Food Waste ist kein Nachhaltigkeits-, sondern ein Margen-Thema#
Food Waste wird in der öffentlichen Debatte meistens als Umwelt-Thema verhandelt. In der Gastronomie ist es zuerst ein Kosten-Thema: Was im Müll landet, hat ein Vielfaches an Einkaufs-, Vorbereitungs-, Lager- und Entsorgungskosten verursacht. Wer Food Waste reduziert, senkt direkt seine Wareneinsatzquote — und tut nebenbei etwas Sinnvolles für die CO₂-Bilanz.
In diesem Artikel zeige ich dir, wie Lean Food Waste systematisch beseitigt — und welche drei Hebel die größte Wirkung haben.
Wo Food Waste in der Gastronomie entsteht#
| Quelle | Anteil am Gesamt-Waste | Ursache |
|---|---|---|
| Überproduktion (Mise en Place) | ca. 40 % | „Sicher ist sicher"-Vorbereitung |
| Lager-Verderb (FIFO-Fehler) | ca. 25 % | unstrukturierte Lagerhaltung |
| Teller-Reste | ca. 20 % | Portionsgrößen, falsche Speisen-Empfehlung |
| Vorbereitungsabfall | ca. 10 % | Zuschnitt-Standards fehlen |
| Reklamationen + Fehler | ca. 5 % | Prozess-Probleme |
(Schätzwerte aus deutschen Gastro-Studien)
Die drei größten Hebel#
Hebel 1 — Mise-en-Place-Mengen-Disziplin. Mise en Place ist die größte unsichtbare Food-Waste-Quelle. Köche bereiten lieber zu viel vor — aus Angst, dass es nicht reicht. Die Lösung ist nicht „weniger vorbereiten", sondern Bedarfsprognose. Konkret: pro Speise eine erwartete Tagesmenge dokumentieren, abends Soll vs. Ist erfassen, nach 4 Wochen die Mengen anpassen.
Hebel 2 — FIFO-Disziplin im Lager. Ein konsequentes FIFO-System reduziert Verderb-Verluste signifikant. Die Methode ist trivial: Einlagerung von hinten, Entnahme von vorne, klar markierte Bereiche. Die Disziplin ist das Schwere — daher: Markierungen, Audits, klare Verantwortlichkeit.

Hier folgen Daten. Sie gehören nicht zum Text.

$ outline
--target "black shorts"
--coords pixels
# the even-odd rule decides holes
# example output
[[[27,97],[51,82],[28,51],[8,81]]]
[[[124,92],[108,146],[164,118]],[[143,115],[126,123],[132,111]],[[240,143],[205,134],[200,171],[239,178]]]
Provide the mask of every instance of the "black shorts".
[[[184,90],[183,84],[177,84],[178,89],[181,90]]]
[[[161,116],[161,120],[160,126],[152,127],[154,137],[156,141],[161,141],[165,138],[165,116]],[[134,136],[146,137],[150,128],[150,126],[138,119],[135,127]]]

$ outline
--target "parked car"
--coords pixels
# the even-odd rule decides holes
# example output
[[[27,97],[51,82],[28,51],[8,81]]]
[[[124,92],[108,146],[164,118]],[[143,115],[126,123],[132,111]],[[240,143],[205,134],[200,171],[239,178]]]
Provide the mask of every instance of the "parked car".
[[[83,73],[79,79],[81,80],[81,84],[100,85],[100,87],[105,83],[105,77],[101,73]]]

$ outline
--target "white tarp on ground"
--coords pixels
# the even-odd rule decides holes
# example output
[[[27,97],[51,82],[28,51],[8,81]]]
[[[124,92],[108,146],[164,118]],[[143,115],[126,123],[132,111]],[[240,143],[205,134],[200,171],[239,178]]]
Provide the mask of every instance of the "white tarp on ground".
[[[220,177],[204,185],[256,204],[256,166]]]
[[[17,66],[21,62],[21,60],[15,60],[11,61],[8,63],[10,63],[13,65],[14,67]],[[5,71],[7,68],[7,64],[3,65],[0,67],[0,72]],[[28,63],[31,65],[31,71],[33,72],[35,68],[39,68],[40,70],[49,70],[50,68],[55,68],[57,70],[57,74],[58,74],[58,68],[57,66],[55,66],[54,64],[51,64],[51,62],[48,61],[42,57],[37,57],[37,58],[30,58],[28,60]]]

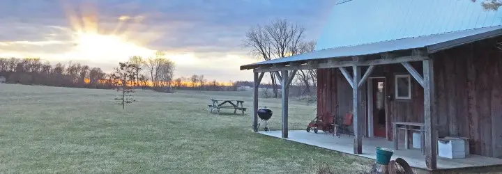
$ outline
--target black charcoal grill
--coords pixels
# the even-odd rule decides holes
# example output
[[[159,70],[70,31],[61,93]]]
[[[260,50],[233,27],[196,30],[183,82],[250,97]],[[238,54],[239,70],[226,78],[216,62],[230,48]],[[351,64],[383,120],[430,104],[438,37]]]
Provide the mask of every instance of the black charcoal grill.
[[[258,117],[259,117],[261,120],[258,124],[258,128],[259,128],[260,125],[261,125],[261,122],[265,122],[265,127],[264,128],[264,130],[268,131],[268,121],[272,117],[272,110],[270,110],[266,107],[264,107],[262,109],[258,109],[258,111],[257,111],[257,113],[258,113]]]

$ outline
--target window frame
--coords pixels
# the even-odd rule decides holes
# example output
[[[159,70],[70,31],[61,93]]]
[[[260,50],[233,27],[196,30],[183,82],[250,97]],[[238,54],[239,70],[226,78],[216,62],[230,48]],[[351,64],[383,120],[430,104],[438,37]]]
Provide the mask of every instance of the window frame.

Hebel 3 — Menu-Engineering mit Portionsstandards. Wenn Teller-Reste hoch sind, sind oft die Portionen zu groß ODER die Speisen passen nicht zum Gast-Typ. Lean-Werkzeug: Portionsfotografie + Wäge-Standards + monatliches Menu-Engineering nach Marge UND Teller-Rest-Quote.
Praktisches Beispiel#
Restaurant Stuttgart-Süd, 50 Sitzplätze. Vorher: ~6 kg Food Waste/Tag, ~40 € geschätzte Tagesverluste. Nach 8 Wochen mit den drei Hebeln:
- Mise-en-Place-Disziplin → ~2 kg Reduktion
- FIFO-Marker + Audits → ~1 kg Reduktion (Lager-Verderb)
- Portionsstandard für 3 problematische Speisen → ~1 kg Reduktion (Teller-Reste)
- Tagesverlust auf ~15 € reduziert
Hochgerechnet: ca. 7.500 € pro Jahr — bei minimalen Investitionskosten.
Typische Fehler bei Food-Waste-Reduktion#
- Komplette Mengen-Reduktion ohne Bedarfsprognose. Dann reicht es nicht für den Service.
- „Verwertung" als Ausrede. Übriggebliebenes Mise en Place wird selten als Nächstes-Tag-Speise verkauft — meist landet es trotzdem im Müll.
- Keine Erfassung. Ohne Wiege-Routine ist Food Waste unsichtbar.
- Personal nicht eingebunden. Köche, die das Problem sehen, finden meist die besten Lösungen.
Drei nächste Schritte
- Wäge eine Woche lang täglich deinen Food Waste. Trenne die Quellen (Mise en Place, Lager, Teller-Reste). Wenn du nicht weißt, wo du anfangen sollst, gibt dir die Lean-Potenzial-Analyse eine erste Standortbestimmung.
- Wähle den größten Hebel (meist Mise en Place) und führe Bedarfsprognose + Soll/Ist-Tracking ein.
- Mache nach 4 Wochen einen Soll/Ist-Vergleich und passe die Mengen an.